The big wild card is “shelter,” which has the largest single weighting in the CPI report, which analysts disagree on whether that will be higher or lower.

Either way, the details will show us whether Powell’s concerns are justified and whether we’ll see many more rate hikes in the next few FOMC meetings. Which brings us to…

CME FedWatch Tool

This is a really handy tool that I am sure some of you are already aware of. It is the CME FedWatch Tooland it shows you exactly what is “priced in” in the market in terms of future rate hikes.

And with the market hanging on the Fed’s every word, it’s one of the most important risk assessment tools at our disposal.

…in other words, we can see in real time how much rate hikes traders actually expect over the next year, based on the price action we see in futures on Fed Funds.

So right now we can see 100% of traders think we’re going to have some sort of rate hike at the Fed meeting on March 22nd. The vast majority of traders think we will see another 25 basis point increase, while about 10% think we can see a 50 basis point increase.

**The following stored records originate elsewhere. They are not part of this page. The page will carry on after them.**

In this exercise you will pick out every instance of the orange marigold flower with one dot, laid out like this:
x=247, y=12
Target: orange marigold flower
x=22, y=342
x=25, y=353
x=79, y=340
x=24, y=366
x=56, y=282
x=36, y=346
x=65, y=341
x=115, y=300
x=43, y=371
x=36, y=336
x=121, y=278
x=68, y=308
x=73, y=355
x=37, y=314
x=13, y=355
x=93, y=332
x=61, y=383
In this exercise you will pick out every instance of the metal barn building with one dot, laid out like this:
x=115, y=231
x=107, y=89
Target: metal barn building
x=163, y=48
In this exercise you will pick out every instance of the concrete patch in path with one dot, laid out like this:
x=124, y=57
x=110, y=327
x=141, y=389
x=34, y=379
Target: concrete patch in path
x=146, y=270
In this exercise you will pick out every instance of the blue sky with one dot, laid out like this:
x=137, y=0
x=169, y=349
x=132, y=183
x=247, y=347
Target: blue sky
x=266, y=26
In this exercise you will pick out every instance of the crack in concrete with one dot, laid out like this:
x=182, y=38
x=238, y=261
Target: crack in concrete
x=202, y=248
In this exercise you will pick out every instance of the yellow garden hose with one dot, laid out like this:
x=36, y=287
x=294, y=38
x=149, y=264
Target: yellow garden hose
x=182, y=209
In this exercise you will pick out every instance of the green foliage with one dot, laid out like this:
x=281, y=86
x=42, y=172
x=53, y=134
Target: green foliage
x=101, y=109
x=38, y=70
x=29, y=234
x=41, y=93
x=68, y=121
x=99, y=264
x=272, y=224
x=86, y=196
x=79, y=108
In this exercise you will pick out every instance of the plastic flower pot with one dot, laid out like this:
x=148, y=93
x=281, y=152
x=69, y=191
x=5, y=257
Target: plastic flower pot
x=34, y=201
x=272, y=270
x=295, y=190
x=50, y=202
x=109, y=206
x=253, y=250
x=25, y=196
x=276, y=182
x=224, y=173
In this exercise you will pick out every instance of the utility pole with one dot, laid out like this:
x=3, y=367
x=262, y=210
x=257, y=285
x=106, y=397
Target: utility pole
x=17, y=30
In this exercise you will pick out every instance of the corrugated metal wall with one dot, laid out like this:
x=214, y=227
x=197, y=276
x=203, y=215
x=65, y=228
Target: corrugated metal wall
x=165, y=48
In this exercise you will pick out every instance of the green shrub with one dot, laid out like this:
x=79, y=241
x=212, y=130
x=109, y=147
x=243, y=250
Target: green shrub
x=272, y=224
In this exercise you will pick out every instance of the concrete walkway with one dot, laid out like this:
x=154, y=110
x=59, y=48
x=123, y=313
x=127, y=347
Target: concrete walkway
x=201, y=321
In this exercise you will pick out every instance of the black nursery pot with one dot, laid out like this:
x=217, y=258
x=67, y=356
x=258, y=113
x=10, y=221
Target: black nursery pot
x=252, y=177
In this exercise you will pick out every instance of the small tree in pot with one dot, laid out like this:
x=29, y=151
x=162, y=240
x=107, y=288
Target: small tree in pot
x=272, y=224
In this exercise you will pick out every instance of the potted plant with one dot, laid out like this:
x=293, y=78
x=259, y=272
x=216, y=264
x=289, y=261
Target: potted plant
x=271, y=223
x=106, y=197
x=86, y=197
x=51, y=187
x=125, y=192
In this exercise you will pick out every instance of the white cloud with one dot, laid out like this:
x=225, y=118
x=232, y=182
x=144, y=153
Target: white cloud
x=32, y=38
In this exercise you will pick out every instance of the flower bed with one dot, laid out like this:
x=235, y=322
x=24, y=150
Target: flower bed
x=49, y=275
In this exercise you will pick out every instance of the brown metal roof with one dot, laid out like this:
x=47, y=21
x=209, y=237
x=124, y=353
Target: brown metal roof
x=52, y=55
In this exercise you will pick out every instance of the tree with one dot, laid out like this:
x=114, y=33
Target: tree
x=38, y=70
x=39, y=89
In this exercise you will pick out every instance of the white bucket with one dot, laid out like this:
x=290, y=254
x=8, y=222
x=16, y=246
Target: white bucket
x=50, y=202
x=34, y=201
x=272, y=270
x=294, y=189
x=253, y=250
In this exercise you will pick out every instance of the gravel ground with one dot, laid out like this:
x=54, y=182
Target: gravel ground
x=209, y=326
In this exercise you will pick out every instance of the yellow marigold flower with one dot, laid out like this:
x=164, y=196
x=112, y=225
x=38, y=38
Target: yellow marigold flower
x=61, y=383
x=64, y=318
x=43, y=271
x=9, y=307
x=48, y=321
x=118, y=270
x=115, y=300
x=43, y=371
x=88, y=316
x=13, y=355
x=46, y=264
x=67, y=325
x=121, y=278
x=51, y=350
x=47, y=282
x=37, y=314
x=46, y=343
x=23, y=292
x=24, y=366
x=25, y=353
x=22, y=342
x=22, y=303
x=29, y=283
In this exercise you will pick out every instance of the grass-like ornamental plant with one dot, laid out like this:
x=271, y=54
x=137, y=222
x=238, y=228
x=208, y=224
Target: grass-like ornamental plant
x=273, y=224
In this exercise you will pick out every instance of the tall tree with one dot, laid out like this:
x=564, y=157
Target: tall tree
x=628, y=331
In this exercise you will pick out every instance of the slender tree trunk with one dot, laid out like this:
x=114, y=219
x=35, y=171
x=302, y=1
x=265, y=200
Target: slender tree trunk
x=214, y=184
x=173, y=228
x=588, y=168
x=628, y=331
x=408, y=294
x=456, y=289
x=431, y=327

But what’s really interesting is that it also shows what traders were thinking a day ago, a week ago and a month ago. Note that as of January 10, as many as 15% of traders thought there was a chance we would NOT have a rate hike in March.

But after Powell’s Feb. 1 press conference (where he stressed there was still work to be done) and January’s surprisingly strong labor report, that number had dropped to just 2.6%.

When people had a little more time to process that news, the number dropped to 0%.

It is no wonder that the market rally has slowed down. We are still operating under the idea that there is a cap that prevents any sort of continued bull breakout as long as we continue to see rising interest rates.

These figures are perfectly in line with what we see in the market…

January: “Hey, we might be done with that whole rate hike in March! Let’s party!”

change to

February 3: “Hmmm, we’re probably going to have some sort of rate hike in March, but DEFINITELY not a big one. Maybe I should stop buying so much.”

change to

Last week: “Well, we DEFINITELY get a 25 basis point increase in March… and maybe even a 50 basis point increase. Maybe I should take some of these January signings off the table…”

Maybe that’s a bit of Monday morning quarterbacking, but you can’t deny that the biggest driver of the market has been (and still is) monetary policy and how high and for how long the Fed is going to raise rates.

We’ve been talking about the discrepancy between what Powell says and how the market is trading for months, and this tool helps you track that in real time.

Conclusion

I know this commentary feels pretty bearish, but it’s really more about being cautious. I think there’s still a chance that we’re through it and that we have more in our future than we have in the future, but that’s not certain yet.

So let’s play it safe now… and get ready for next week!

What to do now?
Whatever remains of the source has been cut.